Population Government gathers with business community to help improve process of retaining foreign skilled workers and their families
The Telegraph Journal
September 10. 2009
A top cabinet minister responsible for growing the province's population plans to meet with his federal counterpart in Ottawa to improve immigration to New Brunswick.
Victor Boudreau, the minister responsible for the province's population growth secretariat, said Wednesday the immigration process for skilled workers and their families must be streamlined in order to attract and retain newcomers.
“There are certainly barriers to immigration that exist at the federal level despite the provincial nominee program,” he said referring to the special agreement with the Canadian government that allows the province to select immigrants to meet specific economic and labour market needs. Immigration policy is generally under federal jurisdiction.
“We need to speed up the process and also look at re-uniting families in order to improve retention,” Boudreau said during an interview after a session on the benefits of immigration organized by Enterprise Fredericton at the University of New Brunswick's Wu Conference Centre.
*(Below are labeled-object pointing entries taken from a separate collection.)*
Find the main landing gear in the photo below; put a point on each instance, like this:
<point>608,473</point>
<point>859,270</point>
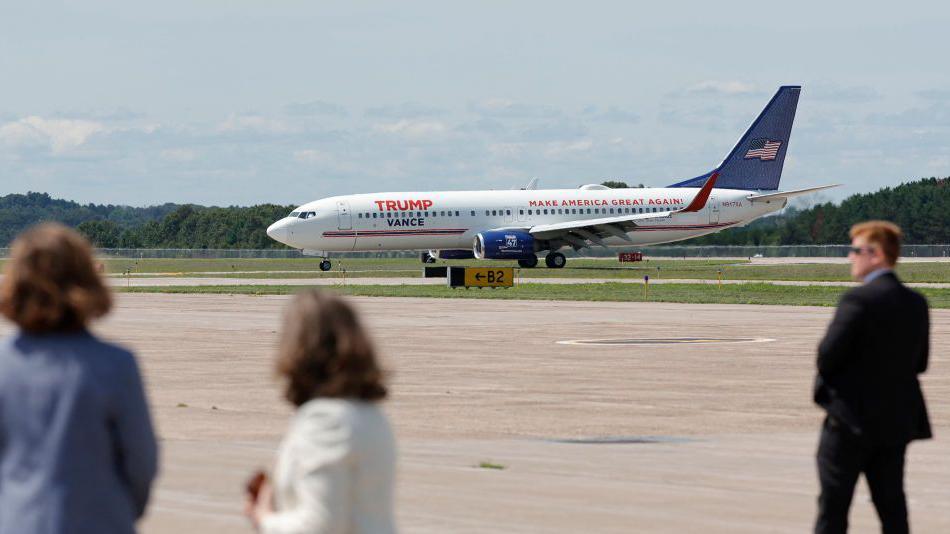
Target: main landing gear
<point>555,260</point>
<point>528,263</point>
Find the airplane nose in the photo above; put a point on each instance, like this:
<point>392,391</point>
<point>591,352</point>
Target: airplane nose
<point>278,231</point>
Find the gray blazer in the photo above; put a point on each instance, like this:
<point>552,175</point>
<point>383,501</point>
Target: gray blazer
<point>77,451</point>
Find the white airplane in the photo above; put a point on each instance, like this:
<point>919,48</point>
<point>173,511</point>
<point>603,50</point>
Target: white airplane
<point>518,224</point>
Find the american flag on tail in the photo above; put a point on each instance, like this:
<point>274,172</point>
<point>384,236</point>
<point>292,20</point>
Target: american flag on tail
<point>763,149</point>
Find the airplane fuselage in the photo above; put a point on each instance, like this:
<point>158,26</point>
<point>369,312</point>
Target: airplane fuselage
<point>452,219</point>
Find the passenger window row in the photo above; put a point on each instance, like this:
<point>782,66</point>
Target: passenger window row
<point>497,213</point>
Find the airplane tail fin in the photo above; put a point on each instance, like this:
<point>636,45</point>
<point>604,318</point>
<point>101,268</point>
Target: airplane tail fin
<point>756,161</point>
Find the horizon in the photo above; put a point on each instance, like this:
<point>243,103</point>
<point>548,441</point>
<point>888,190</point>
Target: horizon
<point>112,103</point>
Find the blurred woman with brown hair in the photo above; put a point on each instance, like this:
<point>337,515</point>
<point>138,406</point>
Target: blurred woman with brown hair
<point>77,450</point>
<point>335,467</point>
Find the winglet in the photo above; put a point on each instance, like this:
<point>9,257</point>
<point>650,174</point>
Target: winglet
<point>699,201</point>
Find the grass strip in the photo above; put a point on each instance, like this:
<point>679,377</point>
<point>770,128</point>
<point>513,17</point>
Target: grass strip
<point>696,269</point>
<point>607,292</point>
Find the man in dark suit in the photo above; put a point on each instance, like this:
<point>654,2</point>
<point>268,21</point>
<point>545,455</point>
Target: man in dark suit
<point>867,383</point>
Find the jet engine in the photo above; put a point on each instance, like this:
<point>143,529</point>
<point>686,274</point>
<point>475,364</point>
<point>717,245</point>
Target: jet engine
<point>452,254</point>
<point>504,245</point>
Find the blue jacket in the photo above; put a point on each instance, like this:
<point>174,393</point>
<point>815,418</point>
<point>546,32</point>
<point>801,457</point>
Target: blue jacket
<point>77,450</point>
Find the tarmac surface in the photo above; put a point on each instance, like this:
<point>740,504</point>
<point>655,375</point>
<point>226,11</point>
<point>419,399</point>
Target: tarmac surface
<point>686,436</point>
<point>169,281</point>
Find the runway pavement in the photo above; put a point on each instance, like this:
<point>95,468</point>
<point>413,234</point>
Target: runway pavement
<point>713,437</point>
<point>224,281</point>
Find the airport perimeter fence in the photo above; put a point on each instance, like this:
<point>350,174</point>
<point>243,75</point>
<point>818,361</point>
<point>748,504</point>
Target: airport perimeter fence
<point>661,251</point>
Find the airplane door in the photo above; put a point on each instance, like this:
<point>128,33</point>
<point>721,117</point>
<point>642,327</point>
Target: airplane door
<point>344,219</point>
<point>713,210</point>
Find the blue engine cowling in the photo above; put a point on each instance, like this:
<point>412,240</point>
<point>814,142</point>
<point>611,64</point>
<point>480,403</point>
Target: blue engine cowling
<point>452,254</point>
<point>504,245</point>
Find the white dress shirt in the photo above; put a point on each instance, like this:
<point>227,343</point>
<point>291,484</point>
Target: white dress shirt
<point>335,471</point>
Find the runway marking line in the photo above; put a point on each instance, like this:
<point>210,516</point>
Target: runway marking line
<point>663,341</point>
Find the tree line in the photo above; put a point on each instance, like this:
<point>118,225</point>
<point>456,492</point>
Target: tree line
<point>921,208</point>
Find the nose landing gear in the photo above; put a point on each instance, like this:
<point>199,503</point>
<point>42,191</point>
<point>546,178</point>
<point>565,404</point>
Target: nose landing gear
<point>528,263</point>
<point>555,260</point>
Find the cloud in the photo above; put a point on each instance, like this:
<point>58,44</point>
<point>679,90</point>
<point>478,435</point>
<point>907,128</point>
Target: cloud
<point>312,156</point>
<point>411,128</point>
<point>556,150</point>
<point>722,88</point>
<point>835,93</point>
<point>508,109</point>
<point>315,108</point>
<point>117,114</point>
<point>404,111</point>
<point>935,94</point>
<point>179,154</point>
<point>935,115</point>
<point>254,124</point>
<point>61,135</point>
<point>612,114</point>
<point>559,130</point>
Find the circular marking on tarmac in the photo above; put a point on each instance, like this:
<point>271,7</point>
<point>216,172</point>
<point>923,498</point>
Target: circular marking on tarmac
<point>665,341</point>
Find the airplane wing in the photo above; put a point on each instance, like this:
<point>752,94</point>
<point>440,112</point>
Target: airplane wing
<point>595,230</point>
<point>788,194</point>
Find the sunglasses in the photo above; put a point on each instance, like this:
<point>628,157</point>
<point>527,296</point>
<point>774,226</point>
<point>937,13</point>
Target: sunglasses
<point>857,251</point>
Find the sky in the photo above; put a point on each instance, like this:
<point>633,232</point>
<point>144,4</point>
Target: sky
<point>248,102</point>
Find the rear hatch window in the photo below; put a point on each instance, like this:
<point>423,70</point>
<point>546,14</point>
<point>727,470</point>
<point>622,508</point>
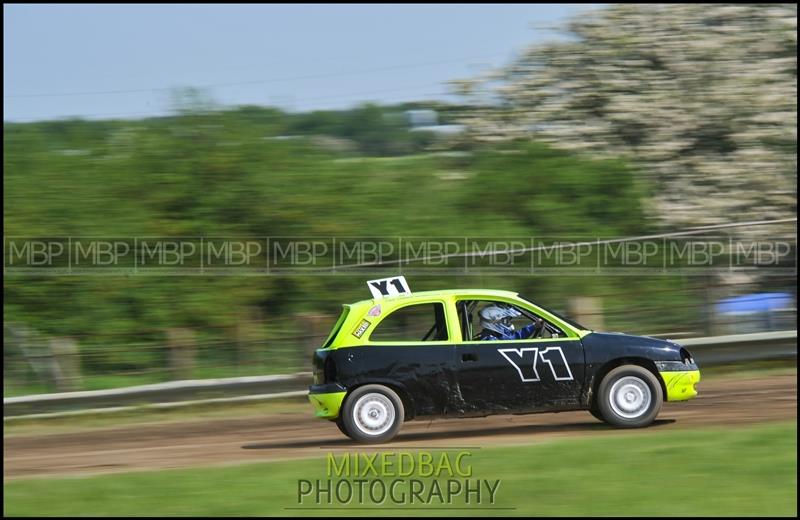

“Right now the retention rate of newcomers in the province is only about 60 per cent and we'd like that to increase that to 80 per cent.”
Boudreau, also minister of Business New Brunswick, has said he is working on an agreement with the federal government that would give the province greater control over francophone immigration.
Boudreau said the goal of the agreement is to ensure the province's traditional linguistic make-up (roughly one-third French, two-thirds English) is maintained.
Madhu Verma, chair of the Asian Heritage Society of New Brunswick, said more needs to be done to support newcomers once they arrive in the province.
“The government can't wash their hands of immigrants as soon as they get a job here,” she said. “There needs to be support like language training and business and social networks.”
Verma, who works with immigrants from Asia, said many newcomers arrive in the province without any family or friends.
“If the government wants to improve retention they should facilitate visitors' visas for the families and friends of immigrants,” she said.
The Fredericton Chamber of Commerce has developed a pilot project in response to these concerns called the Business Immigrant Mentorship Program, which has received $75,000 in funding from the population growth secretariat.
The mentors, experienced business leaders from across the region, will meet with immigrants interested in learning more about business for about six hours a month for a four month period.
“It's an opportunity to share business experience, develop business networks and address how immigrant investors can better identify business opportunities,” said Anthony Knight, chief executive of the chamber. “The program will help integrate newcomers into the community here by linking them with business savvy New Brunswickers.”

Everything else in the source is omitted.